14 responses to “Help build a freer internet by using OpenNIC DNS servers

  1. opennic?
    They record the ip addresses of those who join their discussion mailing list and use the ip addresses to harass and threaten members they’ve turned hostile towards.

    Even after both unsubscribing, being firm about ending all contact and requesting an account deletion [due to harassment and lies of a certain member with which I’d had enough] I was tracked and sent an email pertaining to a page I was on. An overt threat and abuse of ip address access.

    Not a group of people you can trust for DNS. In fact they are hostile.

    1. Hi Steve,

      Are you perhaps confusing OpenNIC with some other commercial DNS provider? OpenNIC is a free not-for-profit service. You simply cannot have an account with them that you can request be deleted!

  2. Wow, I was using Google DNS for such a long time I didn’t know that they log websites you visit. Thanks for the article, I am now using OpenNIC.

  3. Hello:

    I am interested on creating my own TLD, but can’t afford to pay nearly $200K to a corrupted organization like ICANN. What can I do? how can I go from creating my own DNS server and my own TLD extension, so that I can offered to my customers? My brand is trademark and I would love to used it as my own private TLD domain extension.

    What are the ramifications or consequences if ICANN try to govern my TLD I have created?

    Thank you


    1. Hi Jacinto,

      I’m afraid that currently the only way to create a new generally recognized TLD is through ICANN. The consequnces if you create your own TLD are simply that no DNS service will recognize it (it just won’t work).

      You might be interested to know that Sir Tim Berners-Lee, the inventor of the World Wide Web, is a major campaigner for removing ICANN’s (and by extension the US government’s) on stranglehold TLD’s.

  4. It’s a real pity you did not encrypt the signals to and from the servers.
    That way your software would be brilliant.
    As is it is simply useful.
    Far far better to use DNSCrypt (but not the one from OpenDNS – they log EVERYTHING!)

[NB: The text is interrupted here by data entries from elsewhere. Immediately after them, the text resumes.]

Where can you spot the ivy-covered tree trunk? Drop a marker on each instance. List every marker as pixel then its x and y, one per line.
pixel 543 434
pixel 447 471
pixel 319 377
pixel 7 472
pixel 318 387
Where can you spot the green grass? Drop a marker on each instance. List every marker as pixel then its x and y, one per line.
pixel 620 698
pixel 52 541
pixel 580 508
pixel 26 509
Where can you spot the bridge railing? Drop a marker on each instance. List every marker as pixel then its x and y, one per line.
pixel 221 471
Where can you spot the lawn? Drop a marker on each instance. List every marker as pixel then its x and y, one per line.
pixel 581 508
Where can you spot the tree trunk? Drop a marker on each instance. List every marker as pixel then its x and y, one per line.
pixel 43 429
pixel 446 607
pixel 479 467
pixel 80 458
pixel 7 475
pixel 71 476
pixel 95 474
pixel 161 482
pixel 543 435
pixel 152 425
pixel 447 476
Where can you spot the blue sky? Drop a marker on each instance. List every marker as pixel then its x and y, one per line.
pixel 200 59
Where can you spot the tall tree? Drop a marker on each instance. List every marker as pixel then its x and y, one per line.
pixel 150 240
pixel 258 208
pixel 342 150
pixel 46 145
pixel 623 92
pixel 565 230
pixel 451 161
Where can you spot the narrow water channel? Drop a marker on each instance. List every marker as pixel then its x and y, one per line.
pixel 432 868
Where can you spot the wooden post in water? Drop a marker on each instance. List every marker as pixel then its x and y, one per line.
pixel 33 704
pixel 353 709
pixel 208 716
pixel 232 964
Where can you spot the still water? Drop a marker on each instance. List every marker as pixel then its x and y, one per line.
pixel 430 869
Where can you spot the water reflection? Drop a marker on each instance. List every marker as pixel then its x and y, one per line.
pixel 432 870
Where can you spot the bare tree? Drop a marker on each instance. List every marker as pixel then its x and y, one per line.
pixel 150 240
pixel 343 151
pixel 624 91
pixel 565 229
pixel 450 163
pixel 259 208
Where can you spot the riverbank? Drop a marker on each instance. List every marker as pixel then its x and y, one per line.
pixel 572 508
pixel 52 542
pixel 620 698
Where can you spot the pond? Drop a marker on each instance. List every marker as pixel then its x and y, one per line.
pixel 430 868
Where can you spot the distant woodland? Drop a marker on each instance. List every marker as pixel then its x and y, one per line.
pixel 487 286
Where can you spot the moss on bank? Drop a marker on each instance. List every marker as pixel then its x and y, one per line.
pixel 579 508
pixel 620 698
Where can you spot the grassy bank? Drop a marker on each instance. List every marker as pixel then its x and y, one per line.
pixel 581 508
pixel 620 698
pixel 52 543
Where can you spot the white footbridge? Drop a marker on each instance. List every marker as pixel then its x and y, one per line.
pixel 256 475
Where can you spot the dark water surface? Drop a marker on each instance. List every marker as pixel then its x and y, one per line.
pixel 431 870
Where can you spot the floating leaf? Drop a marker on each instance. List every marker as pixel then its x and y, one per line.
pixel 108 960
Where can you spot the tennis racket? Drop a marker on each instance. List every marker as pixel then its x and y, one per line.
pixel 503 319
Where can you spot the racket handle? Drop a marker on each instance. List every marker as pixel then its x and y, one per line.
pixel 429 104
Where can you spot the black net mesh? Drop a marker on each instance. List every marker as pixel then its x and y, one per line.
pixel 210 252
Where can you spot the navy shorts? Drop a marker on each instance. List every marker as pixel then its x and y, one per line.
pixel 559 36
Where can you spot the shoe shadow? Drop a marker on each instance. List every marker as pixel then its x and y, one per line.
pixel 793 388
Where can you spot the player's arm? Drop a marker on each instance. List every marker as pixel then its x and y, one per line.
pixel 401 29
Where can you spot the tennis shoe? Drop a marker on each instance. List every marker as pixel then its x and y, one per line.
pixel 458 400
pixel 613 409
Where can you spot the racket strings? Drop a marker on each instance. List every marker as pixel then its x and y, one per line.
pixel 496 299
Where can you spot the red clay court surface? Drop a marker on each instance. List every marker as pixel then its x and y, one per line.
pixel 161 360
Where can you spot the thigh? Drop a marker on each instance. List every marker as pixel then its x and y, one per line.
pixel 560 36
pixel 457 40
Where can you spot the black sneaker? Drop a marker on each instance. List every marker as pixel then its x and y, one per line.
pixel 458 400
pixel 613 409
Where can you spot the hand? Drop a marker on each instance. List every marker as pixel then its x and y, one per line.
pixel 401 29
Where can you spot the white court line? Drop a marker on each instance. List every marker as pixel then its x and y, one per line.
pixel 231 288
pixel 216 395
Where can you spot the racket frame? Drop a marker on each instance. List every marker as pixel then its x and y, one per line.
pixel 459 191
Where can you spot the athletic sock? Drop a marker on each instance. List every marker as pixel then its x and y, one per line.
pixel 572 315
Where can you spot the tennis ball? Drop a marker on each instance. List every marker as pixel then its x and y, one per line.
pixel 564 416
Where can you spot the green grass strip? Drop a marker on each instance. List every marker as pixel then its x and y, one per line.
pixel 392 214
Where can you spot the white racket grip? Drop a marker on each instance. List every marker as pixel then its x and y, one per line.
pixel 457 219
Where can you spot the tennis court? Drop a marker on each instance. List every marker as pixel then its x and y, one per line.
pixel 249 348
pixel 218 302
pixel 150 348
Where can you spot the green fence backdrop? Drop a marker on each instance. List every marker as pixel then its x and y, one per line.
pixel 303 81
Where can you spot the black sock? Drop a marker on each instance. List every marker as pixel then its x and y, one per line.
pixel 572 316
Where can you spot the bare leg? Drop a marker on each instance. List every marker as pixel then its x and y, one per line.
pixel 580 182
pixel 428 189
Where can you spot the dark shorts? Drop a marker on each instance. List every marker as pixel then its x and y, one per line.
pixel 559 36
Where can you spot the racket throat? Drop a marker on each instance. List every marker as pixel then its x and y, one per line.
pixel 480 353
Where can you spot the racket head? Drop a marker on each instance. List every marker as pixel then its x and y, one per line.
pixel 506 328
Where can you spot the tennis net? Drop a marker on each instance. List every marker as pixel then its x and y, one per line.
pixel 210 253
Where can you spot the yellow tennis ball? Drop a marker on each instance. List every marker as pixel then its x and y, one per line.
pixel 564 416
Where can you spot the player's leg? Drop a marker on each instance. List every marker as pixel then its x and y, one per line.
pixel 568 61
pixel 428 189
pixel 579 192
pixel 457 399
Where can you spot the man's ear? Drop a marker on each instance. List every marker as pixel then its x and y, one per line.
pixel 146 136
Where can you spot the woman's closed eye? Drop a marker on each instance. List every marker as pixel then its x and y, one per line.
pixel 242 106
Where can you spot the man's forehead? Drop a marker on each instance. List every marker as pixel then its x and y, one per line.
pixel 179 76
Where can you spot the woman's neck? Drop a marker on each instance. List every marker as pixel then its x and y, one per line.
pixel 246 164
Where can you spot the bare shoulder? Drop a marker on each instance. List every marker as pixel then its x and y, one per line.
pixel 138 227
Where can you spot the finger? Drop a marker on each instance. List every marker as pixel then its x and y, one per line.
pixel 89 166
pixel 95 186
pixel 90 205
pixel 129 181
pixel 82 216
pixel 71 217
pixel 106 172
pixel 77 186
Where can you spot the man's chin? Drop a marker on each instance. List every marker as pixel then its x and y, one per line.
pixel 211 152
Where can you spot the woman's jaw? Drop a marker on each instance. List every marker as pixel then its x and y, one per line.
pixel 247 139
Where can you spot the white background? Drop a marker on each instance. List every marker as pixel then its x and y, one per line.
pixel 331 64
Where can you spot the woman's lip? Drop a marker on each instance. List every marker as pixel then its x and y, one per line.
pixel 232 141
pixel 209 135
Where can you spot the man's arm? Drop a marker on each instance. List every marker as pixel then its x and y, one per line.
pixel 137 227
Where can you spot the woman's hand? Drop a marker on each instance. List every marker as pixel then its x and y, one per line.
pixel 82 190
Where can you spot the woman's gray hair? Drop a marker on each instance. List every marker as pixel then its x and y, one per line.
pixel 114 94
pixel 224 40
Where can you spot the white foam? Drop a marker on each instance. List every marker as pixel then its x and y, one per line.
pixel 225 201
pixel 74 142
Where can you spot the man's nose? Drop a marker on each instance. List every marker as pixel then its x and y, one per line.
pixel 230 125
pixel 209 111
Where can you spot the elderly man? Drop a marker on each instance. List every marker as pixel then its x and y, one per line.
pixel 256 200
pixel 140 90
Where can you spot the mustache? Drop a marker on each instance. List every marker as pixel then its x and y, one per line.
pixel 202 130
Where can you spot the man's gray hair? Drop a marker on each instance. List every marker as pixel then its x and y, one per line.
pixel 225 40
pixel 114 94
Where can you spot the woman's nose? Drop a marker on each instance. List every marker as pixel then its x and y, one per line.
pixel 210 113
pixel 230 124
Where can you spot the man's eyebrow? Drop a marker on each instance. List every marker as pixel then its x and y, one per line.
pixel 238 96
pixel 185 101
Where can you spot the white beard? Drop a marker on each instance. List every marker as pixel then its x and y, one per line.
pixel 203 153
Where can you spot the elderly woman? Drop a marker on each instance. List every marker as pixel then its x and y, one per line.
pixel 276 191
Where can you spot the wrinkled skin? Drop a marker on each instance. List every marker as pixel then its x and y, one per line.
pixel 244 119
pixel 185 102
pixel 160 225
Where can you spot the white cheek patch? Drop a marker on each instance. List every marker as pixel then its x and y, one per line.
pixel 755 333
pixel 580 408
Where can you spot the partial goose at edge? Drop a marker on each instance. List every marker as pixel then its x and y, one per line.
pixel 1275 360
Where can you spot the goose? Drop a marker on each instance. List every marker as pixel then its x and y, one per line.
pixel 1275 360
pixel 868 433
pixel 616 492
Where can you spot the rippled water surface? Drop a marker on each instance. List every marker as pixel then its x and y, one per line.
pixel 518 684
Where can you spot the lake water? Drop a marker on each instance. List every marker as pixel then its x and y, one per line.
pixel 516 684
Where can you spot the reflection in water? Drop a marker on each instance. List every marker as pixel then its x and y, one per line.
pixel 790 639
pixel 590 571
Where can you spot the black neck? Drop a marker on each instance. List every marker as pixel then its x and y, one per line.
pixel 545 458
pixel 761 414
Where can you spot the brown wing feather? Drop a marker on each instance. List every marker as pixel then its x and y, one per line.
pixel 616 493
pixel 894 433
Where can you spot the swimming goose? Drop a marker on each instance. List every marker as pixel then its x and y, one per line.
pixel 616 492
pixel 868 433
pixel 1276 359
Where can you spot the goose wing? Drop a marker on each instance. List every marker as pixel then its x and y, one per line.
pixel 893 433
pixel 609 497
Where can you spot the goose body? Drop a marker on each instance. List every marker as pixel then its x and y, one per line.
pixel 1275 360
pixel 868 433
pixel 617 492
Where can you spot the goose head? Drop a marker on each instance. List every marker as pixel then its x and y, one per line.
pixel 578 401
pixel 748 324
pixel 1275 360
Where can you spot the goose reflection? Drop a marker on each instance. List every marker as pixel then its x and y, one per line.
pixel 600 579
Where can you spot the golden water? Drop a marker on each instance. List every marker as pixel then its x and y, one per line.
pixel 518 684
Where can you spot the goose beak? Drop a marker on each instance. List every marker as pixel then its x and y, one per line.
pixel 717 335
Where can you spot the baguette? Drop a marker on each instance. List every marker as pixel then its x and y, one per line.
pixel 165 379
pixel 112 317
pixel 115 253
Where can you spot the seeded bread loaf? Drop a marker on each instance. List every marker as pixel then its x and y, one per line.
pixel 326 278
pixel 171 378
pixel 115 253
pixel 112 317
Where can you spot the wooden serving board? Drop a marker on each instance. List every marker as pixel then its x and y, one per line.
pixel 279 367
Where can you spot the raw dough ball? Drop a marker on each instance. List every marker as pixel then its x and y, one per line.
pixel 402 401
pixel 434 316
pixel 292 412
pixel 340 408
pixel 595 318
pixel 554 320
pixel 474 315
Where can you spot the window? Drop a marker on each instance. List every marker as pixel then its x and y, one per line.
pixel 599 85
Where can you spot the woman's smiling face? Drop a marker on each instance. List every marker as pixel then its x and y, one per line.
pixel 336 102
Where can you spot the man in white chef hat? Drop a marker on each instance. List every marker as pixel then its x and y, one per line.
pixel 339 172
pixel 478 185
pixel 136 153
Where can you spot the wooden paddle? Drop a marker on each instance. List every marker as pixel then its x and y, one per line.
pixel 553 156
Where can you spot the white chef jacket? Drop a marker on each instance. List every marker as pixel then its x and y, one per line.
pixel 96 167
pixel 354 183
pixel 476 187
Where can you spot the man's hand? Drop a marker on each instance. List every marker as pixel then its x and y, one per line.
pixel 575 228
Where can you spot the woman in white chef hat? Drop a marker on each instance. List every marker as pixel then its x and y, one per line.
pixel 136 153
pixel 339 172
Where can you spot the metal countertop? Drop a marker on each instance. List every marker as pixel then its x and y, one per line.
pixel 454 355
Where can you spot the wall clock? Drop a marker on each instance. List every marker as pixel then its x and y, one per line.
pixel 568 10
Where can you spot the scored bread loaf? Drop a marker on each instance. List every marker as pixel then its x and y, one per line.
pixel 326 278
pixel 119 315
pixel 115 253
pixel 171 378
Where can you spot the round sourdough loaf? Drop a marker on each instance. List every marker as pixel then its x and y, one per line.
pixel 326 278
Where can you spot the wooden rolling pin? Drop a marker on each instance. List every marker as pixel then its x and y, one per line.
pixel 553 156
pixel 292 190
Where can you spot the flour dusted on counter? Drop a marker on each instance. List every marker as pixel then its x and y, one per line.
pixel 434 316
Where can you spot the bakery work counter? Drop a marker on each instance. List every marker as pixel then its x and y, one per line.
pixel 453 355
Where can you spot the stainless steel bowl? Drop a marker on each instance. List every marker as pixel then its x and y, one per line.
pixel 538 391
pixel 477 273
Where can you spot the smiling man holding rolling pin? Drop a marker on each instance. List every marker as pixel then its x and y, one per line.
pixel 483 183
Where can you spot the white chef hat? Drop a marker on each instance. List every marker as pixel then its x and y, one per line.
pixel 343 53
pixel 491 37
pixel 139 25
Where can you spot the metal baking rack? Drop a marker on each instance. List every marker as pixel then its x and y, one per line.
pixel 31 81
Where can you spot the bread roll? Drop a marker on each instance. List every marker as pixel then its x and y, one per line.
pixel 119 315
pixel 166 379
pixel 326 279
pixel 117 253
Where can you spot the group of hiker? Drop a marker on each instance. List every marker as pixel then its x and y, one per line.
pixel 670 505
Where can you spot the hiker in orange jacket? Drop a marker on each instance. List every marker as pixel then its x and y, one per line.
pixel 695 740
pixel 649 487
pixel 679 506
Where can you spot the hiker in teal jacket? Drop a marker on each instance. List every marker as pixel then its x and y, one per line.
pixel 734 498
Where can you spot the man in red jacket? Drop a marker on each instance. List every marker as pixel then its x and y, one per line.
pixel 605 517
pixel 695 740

  5. OpenNIC now also supports the .BIT TLD – the domains of which are maintained on blockchain like BitCoin. See

    OpenNIC is independent of government, but depends on a small number of servers, which government can easily shut down or take over. NameCoin is decentralized, like BitCoin and much harder for government to shut down or take over.

    Using NameCoin for .bit domains (like http://wikileaks.bit ) requires new software for your computer (e.g. the freespeechme browser plugin). But you can use the .bit domains right away by using OpenNIC, which as of last week connects to the .BIT TLD as well.

    1. Hi Stuart,

      Thanks for the valuable input. We’ll take look at NameCoin and .bit domains in the near future.